Plot on primary and secondary x and y axis with a reversed y axis

Question:

I have created this plot where I have "observed E. coli" on the the left side "y axis", "modelled E. coli" on the right side "y axis" and "dates" on the "x axis".

The code is this

# -*- coding: utf-8 -*- 
import numpy as np
import matplotlib.pyplot as plt
import pandas as pd

source = "Sample_table.csv"
df = pd.read_csv(source, encoding = 'unicode_escape')

x = df['Date_1']
y1 = df['Obs_Ec']
y2 = df['Rain']
y3 = df['Mod_Ec']

# Plot Line1 (Left Y Axis)
fig, ax1 = plt.subplots(1,1,figsize=(10,6), dpi= 80)

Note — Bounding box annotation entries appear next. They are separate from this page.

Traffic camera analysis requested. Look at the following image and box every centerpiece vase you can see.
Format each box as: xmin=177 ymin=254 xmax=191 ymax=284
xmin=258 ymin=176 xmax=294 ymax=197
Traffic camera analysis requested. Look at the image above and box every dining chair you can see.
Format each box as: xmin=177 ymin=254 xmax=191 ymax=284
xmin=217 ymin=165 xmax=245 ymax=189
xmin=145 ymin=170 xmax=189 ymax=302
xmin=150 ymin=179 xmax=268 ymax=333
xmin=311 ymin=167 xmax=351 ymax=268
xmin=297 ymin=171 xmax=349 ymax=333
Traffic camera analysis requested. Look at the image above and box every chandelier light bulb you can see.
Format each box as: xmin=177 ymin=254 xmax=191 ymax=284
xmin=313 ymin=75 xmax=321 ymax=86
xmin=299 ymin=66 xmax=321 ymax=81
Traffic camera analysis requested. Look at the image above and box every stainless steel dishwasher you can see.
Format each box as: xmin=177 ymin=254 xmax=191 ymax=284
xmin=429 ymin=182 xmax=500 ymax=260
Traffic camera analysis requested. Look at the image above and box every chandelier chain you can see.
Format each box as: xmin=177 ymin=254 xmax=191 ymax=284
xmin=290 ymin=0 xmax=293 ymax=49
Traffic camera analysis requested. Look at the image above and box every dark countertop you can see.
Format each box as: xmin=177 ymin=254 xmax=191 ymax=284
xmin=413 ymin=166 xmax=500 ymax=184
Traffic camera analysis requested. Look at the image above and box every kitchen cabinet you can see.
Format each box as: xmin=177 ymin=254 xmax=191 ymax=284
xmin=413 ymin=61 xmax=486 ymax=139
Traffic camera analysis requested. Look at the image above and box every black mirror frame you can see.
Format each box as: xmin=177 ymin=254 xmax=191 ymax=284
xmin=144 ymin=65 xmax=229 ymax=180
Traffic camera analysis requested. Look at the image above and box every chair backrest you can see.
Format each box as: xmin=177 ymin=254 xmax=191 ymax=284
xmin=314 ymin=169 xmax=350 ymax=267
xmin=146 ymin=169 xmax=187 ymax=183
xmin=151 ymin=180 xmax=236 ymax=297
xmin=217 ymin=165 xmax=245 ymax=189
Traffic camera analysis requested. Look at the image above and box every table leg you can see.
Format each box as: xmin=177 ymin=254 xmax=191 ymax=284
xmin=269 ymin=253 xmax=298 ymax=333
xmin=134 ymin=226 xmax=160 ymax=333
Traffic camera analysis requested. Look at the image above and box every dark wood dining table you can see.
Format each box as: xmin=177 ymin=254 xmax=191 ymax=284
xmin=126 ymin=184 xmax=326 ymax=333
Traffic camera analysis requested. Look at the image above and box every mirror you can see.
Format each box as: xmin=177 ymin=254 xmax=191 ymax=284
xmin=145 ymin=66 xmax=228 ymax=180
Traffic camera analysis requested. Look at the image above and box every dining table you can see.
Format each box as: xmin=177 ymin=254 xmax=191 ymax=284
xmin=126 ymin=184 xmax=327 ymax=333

# Plot Line2 (Right Y Axis)
ax2 = ax1.twinx()  # instantiate a second axes that shares the same x-axis
ax2.plot(x, y2, color='tab:blue', linewidth=2.0)

# Plot Line2 (Right Y Axis)
ax3 = ax1.twinx()  # instantiate a second axes that shares the same x-axis
ax3.scatter(x, y3)

# Control limits of the y Axis
a,b = 0,80000
c,d = 0,80000
e,f = 0,35
ax1.set_ylim(a,b)
ax3.set_ylim(c,d)
ax2.set_ylim(e,f)

# Decorations
# ax1 (left Y axis)
ax1.set_xlabel('Date', fontsize=20)
ax1.set_ylabel('E. coli - cfu ml-1', color='tab:red', fontsize=20)
ax1.tick_params(axis='y',rotation=0, labelcolor='tab:red')
ax1.grid(alpha=.0)
ax1.tick_params(axis='both', labelsize=14)

# Plot the scatter points
ax1.scatter(x, y1,
       color="red",  # Color of the dots
       s=50,         # Size of the dots
       alpha=0.5,     # Alpha of the dots
       linewidths=0.5)  # Size of edge around the dots
ax1.scatter(0**np.arange(5), 0**np.arange(5))
ax1.legend(['Observed E. coli'], loc='right',fontsize=14, bbox_to_anchor=(0.2, -0.20))

ax3.scatter(x, y3,
       color="green",  # Color of the dots
       s=50,         # Size of the dots
       alpha=0.5,     # Alpha of the dots
       linewidths=0.5)  # Size of edge around the dots
ax3.scatter(0**np.arange(5), 0**np.arange(5))
ax3.legend(['Modelled E. coli'], loc='right',fontsize=14, bbox_to_anchor=(0.48, -0.20))

# ax2 (right Y axis)
ax2.set_ylabel("Rainfall - mm", color='tab:blue', fontsize=20)
ax2.tick_params(axis='y', labelcolor='tab:blue')
ax2.tick_params(axis='both', labelsize=15)
ax2.set_xticks(np.arange(1, len(x), 4))
ax2.set_xticklabels(x[0::4], rotation=15, fontdict={'fontsize':10})
ax2.set_title("SP051 - without SR (validation 2018-2020)", fontsize=22)
ax2.legend(['rainfall'], loc='right',fontsize=14, bbox_to_anchor=(1.05, -0.20))
fig.tight_layout()
plt.show()

But this code is giving me this plot below:

Output of the code

I want to change three things in this plot:

  1. First, transform the blue line plot into a bars plot.
  2. Second, and more important, I want to make the bar plot representing rainfall to be displayed on the top of the plot
  3. Third, I need to get rid of the tick marks in black on the right "y axis" by making the "ax3 scatter plot" simply share the "y axis" on the left side.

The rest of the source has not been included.